The city began advertising the latest job opening in municipal league publications in Maryland, Delaware, Virginia, West Virginia and New Jersey. Applications are being accepted by City Attorney Thomas A. Stansfield until April 28.
The decision on who to hire will be left to the new mayor and council in May.
Taneytown's new city manager will be asked to continue work on the $4 million upgrade of the city's sewage treatment plant, a comprehensive plan for dealing with growth, and economic development initiatives designed to jump-start a stagnant industrial tax base.
For years, municipal leaders around Carroll looked at Taneytown as a beacon of stability.
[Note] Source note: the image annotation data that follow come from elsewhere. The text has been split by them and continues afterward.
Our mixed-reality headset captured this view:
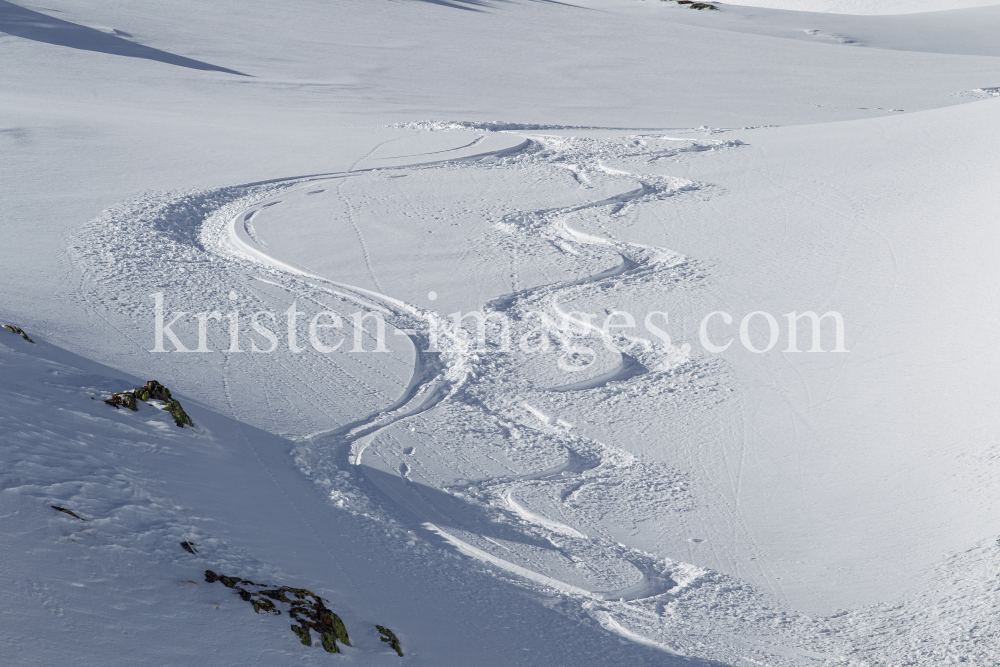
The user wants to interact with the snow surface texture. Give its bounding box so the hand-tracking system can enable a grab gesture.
[0,1,1000,665]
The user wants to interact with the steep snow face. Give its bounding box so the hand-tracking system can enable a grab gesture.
[0,0,1000,666]
[727,0,1000,16]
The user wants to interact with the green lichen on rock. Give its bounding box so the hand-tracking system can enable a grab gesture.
[375,625,403,658]
[205,570,351,653]
[104,380,194,428]
[3,324,35,344]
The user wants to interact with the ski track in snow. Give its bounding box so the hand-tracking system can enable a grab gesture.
[73,128,1000,665]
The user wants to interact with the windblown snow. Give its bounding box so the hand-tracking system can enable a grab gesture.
[0,0,1000,667]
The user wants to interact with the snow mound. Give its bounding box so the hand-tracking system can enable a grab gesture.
[732,0,1000,16]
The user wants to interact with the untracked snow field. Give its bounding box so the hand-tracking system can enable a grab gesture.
[0,0,1000,667]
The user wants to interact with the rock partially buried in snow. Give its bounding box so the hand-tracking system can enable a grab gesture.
[104,380,194,428]
[375,625,403,658]
[3,324,35,343]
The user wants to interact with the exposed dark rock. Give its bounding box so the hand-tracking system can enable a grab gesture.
[3,324,35,343]
[375,625,403,658]
[49,505,86,521]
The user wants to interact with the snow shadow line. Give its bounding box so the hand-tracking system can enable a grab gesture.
[0,0,250,76]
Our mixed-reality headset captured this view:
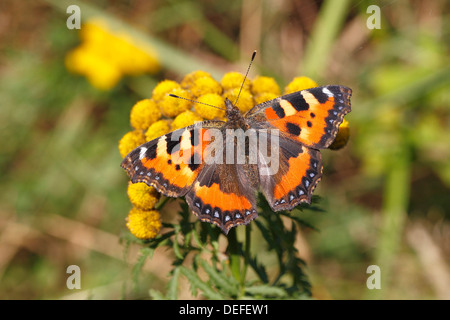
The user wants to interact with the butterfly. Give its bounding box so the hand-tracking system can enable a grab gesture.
[121,85,352,234]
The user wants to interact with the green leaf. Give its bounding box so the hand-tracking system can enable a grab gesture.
[167,267,180,300]
[245,285,287,299]
[132,248,155,286]
[180,267,223,300]
[198,258,239,296]
[148,289,167,300]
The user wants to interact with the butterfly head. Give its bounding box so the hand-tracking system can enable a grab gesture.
[225,98,246,127]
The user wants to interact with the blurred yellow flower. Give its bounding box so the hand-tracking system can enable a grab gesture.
[152,80,181,102]
[127,181,161,210]
[251,76,281,97]
[284,77,318,94]
[220,72,251,91]
[180,70,211,90]
[65,20,159,90]
[119,130,145,158]
[195,93,225,120]
[190,76,222,98]
[159,88,193,118]
[172,110,203,131]
[130,99,161,129]
[126,207,162,239]
[223,88,255,113]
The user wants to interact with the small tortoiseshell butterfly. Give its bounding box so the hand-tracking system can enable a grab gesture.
[121,58,351,234]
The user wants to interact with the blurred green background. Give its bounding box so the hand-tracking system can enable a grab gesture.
[0,0,450,299]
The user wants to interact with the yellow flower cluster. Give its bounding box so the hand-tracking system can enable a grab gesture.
[126,182,162,239]
[65,20,159,90]
[119,71,348,239]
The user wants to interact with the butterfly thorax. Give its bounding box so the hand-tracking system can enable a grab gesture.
[225,98,249,130]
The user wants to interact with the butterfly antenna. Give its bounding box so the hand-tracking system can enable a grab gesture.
[234,50,256,106]
[169,93,225,110]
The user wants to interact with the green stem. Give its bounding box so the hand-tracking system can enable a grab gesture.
[369,146,411,299]
[241,224,252,289]
[227,228,241,283]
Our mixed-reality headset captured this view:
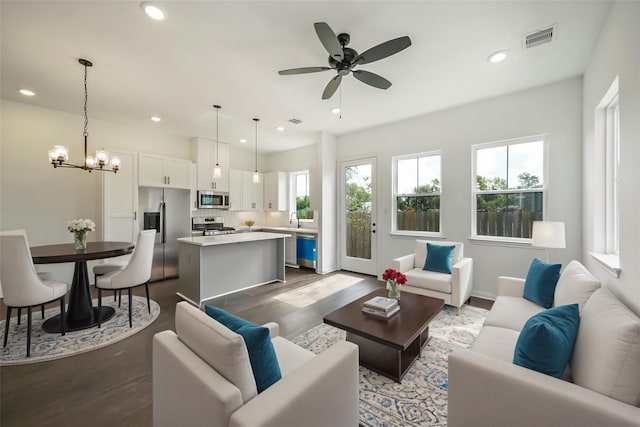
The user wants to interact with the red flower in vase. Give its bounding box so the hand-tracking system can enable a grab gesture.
[382,268,407,285]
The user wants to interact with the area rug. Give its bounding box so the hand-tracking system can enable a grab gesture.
[0,295,160,366]
[293,305,487,427]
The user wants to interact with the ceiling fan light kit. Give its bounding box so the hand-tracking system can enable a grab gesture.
[278,22,411,99]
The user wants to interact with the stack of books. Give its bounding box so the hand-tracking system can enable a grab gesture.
[362,297,400,319]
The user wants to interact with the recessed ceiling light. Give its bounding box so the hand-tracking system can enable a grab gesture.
[487,50,509,64]
[140,1,167,21]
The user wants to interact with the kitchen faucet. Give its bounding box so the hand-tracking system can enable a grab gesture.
[289,211,300,228]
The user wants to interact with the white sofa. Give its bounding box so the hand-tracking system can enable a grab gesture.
[153,302,359,427]
[448,261,640,427]
[391,240,473,315]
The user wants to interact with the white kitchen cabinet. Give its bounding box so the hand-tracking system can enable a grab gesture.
[191,138,229,191]
[229,170,264,211]
[138,154,191,190]
[264,172,289,211]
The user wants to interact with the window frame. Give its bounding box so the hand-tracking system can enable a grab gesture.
[469,134,549,247]
[288,169,313,222]
[390,150,444,237]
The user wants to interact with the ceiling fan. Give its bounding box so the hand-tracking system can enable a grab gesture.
[278,22,411,99]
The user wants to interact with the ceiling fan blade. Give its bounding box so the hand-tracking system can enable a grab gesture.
[352,70,391,89]
[313,22,344,61]
[278,67,331,76]
[322,74,342,99]
[352,36,411,64]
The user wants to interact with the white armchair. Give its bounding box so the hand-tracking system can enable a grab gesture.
[153,302,359,427]
[391,240,473,315]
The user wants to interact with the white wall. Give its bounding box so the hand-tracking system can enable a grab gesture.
[337,78,582,297]
[582,2,640,314]
[0,99,191,283]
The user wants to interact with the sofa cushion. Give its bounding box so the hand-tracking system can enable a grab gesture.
[413,240,464,268]
[513,304,580,378]
[204,305,282,393]
[522,258,562,308]
[422,242,456,274]
[471,326,519,363]
[553,260,600,311]
[272,337,316,377]
[404,268,451,294]
[176,301,258,402]
[484,295,544,332]
[571,288,640,405]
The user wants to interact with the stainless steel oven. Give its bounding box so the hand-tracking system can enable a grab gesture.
[198,191,229,209]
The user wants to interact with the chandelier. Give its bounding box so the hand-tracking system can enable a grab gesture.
[49,58,120,173]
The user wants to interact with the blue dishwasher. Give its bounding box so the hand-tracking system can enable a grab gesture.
[296,233,317,269]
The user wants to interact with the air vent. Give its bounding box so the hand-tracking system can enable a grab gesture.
[524,25,556,49]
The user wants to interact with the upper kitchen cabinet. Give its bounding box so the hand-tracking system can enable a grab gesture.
[191,138,229,191]
[229,170,264,211]
[264,172,289,211]
[138,153,191,190]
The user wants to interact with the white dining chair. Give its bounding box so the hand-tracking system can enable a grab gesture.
[0,230,67,357]
[93,261,127,307]
[96,230,156,327]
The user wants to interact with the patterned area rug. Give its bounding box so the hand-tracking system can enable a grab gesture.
[0,291,160,366]
[293,305,487,427]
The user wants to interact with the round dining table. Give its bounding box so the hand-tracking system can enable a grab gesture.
[30,242,134,333]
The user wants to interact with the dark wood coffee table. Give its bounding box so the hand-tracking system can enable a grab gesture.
[323,289,444,382]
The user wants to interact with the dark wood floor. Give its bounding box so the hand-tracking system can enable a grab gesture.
[0,268,491,427]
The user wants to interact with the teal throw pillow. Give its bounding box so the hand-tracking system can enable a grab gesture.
[422,243,456,274]
[204,305,282,393]
[513,304,580,378]
[522,258,562,308]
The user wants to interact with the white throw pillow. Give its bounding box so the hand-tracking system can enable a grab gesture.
[553,260,600,312]
[571,288,640,406]
[176,301,258,403]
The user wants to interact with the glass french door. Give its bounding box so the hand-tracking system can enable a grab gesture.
[340,157,377,275]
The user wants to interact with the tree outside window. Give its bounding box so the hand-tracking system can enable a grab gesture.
[474,138,545,238]
[393,152,441,233]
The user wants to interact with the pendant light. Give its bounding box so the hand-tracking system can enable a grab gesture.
[213,105,222,179]
[253,119,260,184]
[49,58,120,173]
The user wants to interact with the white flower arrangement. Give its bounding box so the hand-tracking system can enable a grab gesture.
[67,219,96,233]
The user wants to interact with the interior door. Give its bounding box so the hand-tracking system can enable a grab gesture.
[339,157,377,275]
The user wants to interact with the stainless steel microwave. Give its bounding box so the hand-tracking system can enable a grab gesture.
[198,191,229,209]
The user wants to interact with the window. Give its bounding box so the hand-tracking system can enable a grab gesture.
[605,94,620,255]
[290,171,311,219]
[392,151,441,235]
[591,77,620,277]
[472,137,545,241]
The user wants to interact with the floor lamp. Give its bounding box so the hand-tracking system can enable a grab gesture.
[531,221,566,263]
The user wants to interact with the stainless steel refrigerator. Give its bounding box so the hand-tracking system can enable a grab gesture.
[138,187,191,281]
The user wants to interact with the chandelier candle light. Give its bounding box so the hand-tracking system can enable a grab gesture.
[382,268,407,300]
[49,58,120,173]
[67,219,96,250]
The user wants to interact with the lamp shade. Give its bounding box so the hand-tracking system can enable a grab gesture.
[531,221,566,248]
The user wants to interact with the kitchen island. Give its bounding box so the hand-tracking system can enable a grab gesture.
[177,232,290,306]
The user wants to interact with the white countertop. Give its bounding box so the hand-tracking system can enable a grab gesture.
[259,226,318,234]
[178,231,291,246]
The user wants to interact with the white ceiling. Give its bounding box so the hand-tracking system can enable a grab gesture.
[0,0,610,153]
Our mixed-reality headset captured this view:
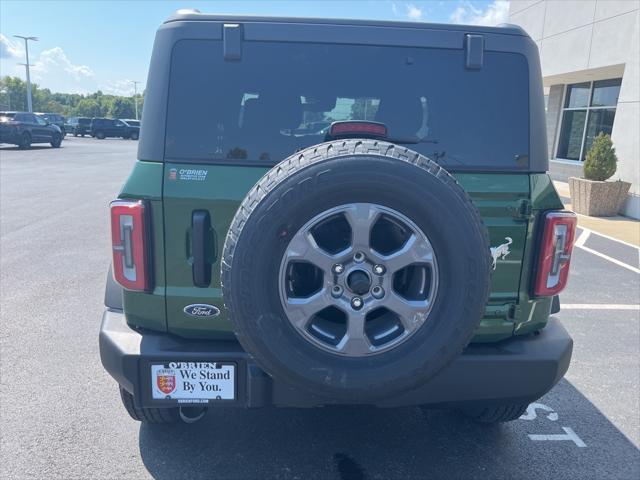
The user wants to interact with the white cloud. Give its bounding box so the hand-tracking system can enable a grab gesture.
[98,79,142,97]
[451,0,509,25]
[31,47,94,82]
[0,33,24,58]
[405,3,422,20]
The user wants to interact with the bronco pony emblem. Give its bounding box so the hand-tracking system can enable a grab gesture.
[490,237,513,270]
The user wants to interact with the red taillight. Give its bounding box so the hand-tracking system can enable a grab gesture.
[329,121,387,137]
[534,212,577,297]
[111,200,151,291]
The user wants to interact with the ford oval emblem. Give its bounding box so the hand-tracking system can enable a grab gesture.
[183,303,220,318]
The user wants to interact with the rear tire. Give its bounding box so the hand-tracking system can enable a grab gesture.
[18,132,31,150]
[460,403,529,423]
[120,387,180,423]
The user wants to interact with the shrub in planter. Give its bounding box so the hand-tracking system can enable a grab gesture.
[569,132,631,217]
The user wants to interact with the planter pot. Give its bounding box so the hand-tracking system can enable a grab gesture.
[569,177,631,217]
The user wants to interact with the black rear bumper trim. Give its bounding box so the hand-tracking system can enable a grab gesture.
[100,310,573,408]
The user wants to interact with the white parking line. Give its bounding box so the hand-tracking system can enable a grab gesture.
[573,228,640,273]
[560,303,640,311]
[578,226,640,251]
[529,427,587,448]
[575,244,640,273]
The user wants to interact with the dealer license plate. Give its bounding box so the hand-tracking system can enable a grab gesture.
[151,362,236,403]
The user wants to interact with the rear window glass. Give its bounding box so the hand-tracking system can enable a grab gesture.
[165,40,529,169]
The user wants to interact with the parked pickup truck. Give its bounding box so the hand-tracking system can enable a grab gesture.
[100,11,576,422]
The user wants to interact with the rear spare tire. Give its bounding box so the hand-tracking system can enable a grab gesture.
[221,139,490,403]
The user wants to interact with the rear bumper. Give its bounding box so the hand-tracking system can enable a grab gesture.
[0,131,20,145]
[100,310,573,407]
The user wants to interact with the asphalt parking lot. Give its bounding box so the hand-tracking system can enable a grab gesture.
[0,137,640,480]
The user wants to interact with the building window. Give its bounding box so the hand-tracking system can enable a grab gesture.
[556,78,622,161]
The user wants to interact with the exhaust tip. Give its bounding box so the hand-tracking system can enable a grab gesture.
[178,407,208,423]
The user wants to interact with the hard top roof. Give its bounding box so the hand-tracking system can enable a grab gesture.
[164,9,527,36]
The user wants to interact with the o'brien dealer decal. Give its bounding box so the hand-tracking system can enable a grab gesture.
[169,168,209,182]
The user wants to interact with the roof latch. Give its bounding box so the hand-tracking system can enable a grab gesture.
[465,33,484,70]
[222,23,243,60]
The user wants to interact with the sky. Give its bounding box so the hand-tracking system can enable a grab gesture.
[0,0,509,95]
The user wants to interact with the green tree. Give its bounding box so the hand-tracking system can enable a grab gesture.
[75,98,102,117]
[584,132,618,182]
[109,97,136,118]
[0,77,144,118]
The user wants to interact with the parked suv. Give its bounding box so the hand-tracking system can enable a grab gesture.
[120,118,140,127]
[36,113,67,138]
[100,12,576,422]
[91,118,140,140]
[0,112,63,149]
[67,117,91,137]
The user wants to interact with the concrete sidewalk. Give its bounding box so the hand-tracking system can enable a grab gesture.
[553,181,640,247]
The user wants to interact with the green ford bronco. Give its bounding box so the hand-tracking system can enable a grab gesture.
[100,11,576,422]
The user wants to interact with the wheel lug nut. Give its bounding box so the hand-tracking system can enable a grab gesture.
[373,265,387,275]
[371,285,384,298]
[351,297,364,310]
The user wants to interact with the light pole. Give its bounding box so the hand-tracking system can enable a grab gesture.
[131,80,140,120]
[0,88,11,110]
[14,35,38,112]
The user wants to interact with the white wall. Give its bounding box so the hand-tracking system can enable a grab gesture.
[509,0,640,218]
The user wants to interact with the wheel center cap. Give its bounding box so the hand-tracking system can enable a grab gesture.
[347,270,371,295]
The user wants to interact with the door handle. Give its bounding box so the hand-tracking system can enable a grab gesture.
[191,210,213,287]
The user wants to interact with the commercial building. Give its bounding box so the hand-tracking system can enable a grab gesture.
[509,0,640,218]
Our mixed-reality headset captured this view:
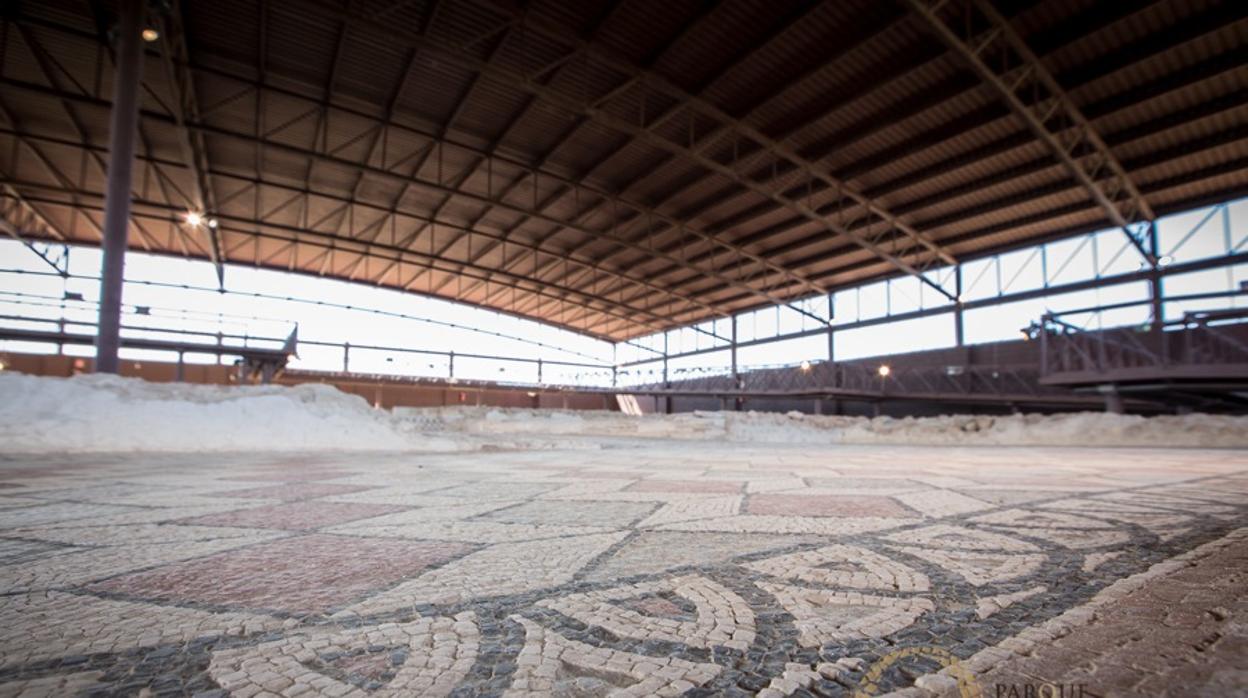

It had the same mayor, the same city manager and many of the same council members occupied their seats for five, 10, 15 years or more.
But then Mr. Mangini, who is not a Taneytown native, came on the scene, and he and the council didn't hit it off.
"There's a saying that goes something like, 'To get rid of the good people in government, you either shoot them in the head or fire them,' " Mr. Mangini said the night he was fired. "I guess this time I drew the firing."
In Mr. Kendall's case, he and the council had a good relationship, so his resignation took city officials by surprise.
Henry C. Heine, a councilman who is running for mayor, was not expecting Mr. Kendall to leave.
"He was really working well here, I'm sorry to see him go," Mr. Heine said.
Mr. Kendall said he left to face new challenges as a key player in the administration of a city with 345 employees and an annual budget more than 16 times larger than Taneytown's.